= Oddone Frangipane =

Roman lord and military leader

Oddone Frangipane (also Oddo or Otto, Latin: Odo Frajapanis) was a Roman lord and military leader in the service of the Papacy in the 12th century.

He was the son of Leo and grandson of Cencio II of the Frangipani family. Oddone had another brother named Cencio. During the middle of the twelfth century, he was the most influential aristocrat in Rome. His career began sometime around 1130. He supported the legitimate popes and opposed the Ghibellines and their Senate.

His family acquired the fortress of Tusculum from Ptolemy II somehow before December 1152, when he sold his rights over Tusculum to Pope Eugene III. In 1155, he acted on behalf of Adrian IV in negotiations with Frederick Barbarossa. In 1156, he was at Benevento to accept the submission of William I of Sicily to the pope. This submission resulted in the confirmation of the Treaty of Benevento. After the papal election of 7 September 1159, Oddone wrote to Louis VII of France exhorting him to support Alexander III. When Alexander was arrested by supporters of the imperialist Antipope Victor IV, it was Oddone who freed him and sent to safety in Campania.

Oddone took over the military leadership of the city of Rome during the absence of Alexander and even afterwards. His son Leo was captured in battle with the emperor's troops in 1167 and he himself led the largest army of Roman citizens since the days of the Roman Empire into battle at Monte Porzio, where he was defeated by Christian I, Archbishop of Mainz.

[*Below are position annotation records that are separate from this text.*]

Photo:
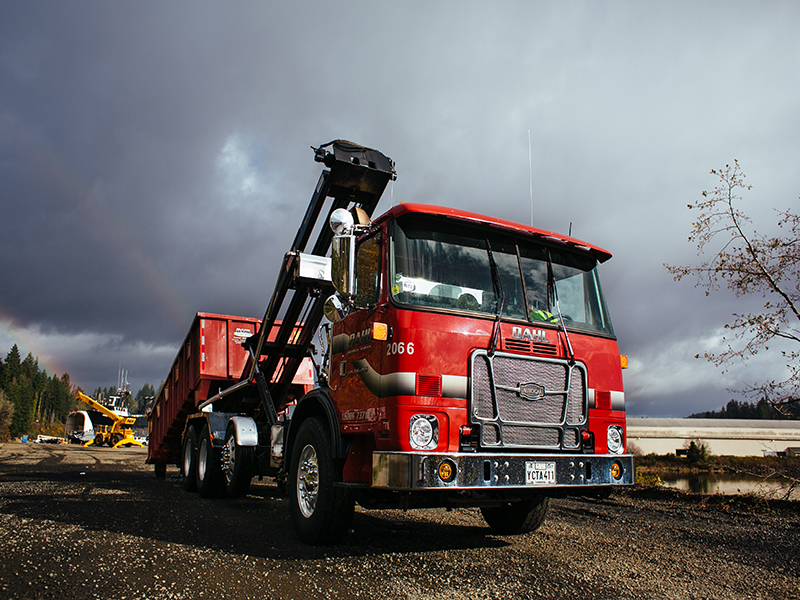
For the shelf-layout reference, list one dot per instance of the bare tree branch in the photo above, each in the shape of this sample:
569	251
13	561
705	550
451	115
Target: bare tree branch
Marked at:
749	263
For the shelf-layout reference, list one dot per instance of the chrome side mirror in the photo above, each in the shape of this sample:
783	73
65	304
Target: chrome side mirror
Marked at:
342	222
343	263
333	309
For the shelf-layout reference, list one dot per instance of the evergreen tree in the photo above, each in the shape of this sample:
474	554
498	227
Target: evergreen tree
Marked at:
12	367
6	415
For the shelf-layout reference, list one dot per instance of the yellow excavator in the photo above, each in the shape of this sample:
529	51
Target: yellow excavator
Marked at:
115	435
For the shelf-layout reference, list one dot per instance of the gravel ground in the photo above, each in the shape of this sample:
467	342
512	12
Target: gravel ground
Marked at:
96	523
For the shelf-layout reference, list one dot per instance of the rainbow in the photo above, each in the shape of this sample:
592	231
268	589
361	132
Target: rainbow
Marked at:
111	231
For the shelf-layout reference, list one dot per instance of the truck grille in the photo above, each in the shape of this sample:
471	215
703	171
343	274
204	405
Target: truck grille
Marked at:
527	402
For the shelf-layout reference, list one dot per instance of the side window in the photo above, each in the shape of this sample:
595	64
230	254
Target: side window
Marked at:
368	272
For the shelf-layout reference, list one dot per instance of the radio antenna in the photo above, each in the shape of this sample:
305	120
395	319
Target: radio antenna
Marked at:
530	173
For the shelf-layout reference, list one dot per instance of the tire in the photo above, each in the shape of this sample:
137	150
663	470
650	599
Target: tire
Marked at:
189	462
236	465
513	518
321	512
208	471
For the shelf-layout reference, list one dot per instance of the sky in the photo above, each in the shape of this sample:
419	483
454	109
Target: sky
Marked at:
155	160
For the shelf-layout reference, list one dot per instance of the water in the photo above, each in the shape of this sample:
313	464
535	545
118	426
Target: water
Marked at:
726	483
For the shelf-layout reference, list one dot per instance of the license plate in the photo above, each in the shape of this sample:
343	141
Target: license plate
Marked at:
540	473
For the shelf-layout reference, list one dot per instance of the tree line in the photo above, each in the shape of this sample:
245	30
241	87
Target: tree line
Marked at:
33	401
30	399
763	409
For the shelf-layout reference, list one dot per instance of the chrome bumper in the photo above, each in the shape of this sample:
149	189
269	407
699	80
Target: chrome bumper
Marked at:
420	471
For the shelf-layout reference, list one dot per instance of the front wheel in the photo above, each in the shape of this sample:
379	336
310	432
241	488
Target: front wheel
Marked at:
512	518
321	512
209	473
188	481
236	465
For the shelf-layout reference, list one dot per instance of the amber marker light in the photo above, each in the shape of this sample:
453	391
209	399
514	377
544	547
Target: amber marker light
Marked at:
447	470
380	332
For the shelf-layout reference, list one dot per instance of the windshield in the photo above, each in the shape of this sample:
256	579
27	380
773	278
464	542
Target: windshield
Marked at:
436	268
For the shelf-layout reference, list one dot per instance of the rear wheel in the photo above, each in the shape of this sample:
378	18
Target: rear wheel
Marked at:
210	483
236	465
321	512
187	465
512	518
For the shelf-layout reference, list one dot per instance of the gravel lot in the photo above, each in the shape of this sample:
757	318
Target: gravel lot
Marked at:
96	523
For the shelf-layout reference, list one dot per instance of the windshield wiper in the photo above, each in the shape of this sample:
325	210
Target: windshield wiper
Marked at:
551	282
498	288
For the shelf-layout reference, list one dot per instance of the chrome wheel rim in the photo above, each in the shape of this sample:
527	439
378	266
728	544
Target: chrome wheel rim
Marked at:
229	458
307	481
187	460
202	460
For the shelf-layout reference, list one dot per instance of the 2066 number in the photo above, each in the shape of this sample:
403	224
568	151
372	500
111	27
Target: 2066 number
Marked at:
399	348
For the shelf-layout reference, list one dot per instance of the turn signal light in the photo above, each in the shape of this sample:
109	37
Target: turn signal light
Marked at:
447	470
380	332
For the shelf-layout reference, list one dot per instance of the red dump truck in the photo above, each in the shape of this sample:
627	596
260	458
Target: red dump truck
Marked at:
464	360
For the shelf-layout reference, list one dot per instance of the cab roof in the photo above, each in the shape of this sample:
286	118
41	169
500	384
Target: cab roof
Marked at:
509	226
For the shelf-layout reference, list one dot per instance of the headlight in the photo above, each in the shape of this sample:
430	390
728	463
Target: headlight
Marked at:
614	439
423	432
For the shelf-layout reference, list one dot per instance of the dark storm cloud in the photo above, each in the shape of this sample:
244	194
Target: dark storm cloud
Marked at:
154	157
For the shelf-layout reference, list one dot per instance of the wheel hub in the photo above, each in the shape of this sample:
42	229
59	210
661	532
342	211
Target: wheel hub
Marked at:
308	481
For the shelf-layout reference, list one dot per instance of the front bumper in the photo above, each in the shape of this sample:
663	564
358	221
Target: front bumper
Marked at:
420	471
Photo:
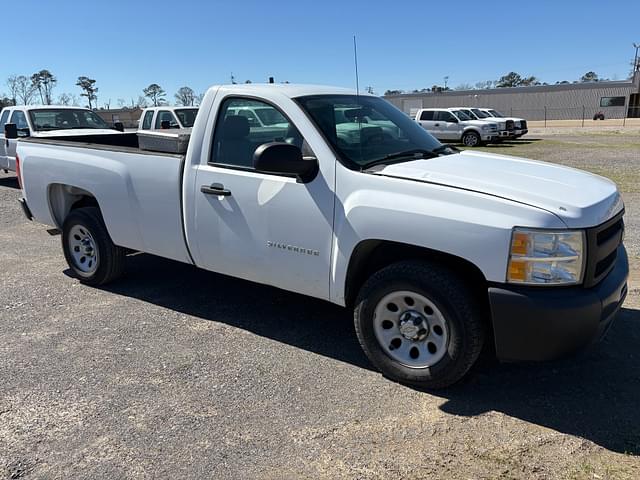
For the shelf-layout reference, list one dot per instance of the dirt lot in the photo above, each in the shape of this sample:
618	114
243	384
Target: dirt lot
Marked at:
179	373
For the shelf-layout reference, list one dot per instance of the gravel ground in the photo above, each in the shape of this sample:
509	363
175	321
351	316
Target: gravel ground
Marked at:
179	373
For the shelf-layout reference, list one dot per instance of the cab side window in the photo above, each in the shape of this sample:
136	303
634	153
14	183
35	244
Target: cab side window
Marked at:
146	121
3	120
445	117
245	124
20	119
166	116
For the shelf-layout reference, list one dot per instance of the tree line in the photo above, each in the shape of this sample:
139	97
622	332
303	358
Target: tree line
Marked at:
510	80
38	88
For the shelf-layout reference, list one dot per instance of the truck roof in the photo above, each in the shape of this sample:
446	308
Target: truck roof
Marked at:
45	107
289	89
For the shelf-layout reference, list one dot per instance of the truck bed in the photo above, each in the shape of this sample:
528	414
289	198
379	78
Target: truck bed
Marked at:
139	191
171	142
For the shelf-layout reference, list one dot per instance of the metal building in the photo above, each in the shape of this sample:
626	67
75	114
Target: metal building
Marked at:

In the spring of 1170, Oddone remarried to a woman named Eudoxia, a Byzantine princess. He had a son by her named Emanuele. He died some time not long after.

==Sources==
- Caravale, Mario (ed). Dizionario Biografico degli Italiani: L Francesco I Sforza – Gabbi. Rome, 1998.
- Gregorovius, Ferdinand. Rome in the Middle Ages Vol. II. trans. Annie Hamilton. 1905.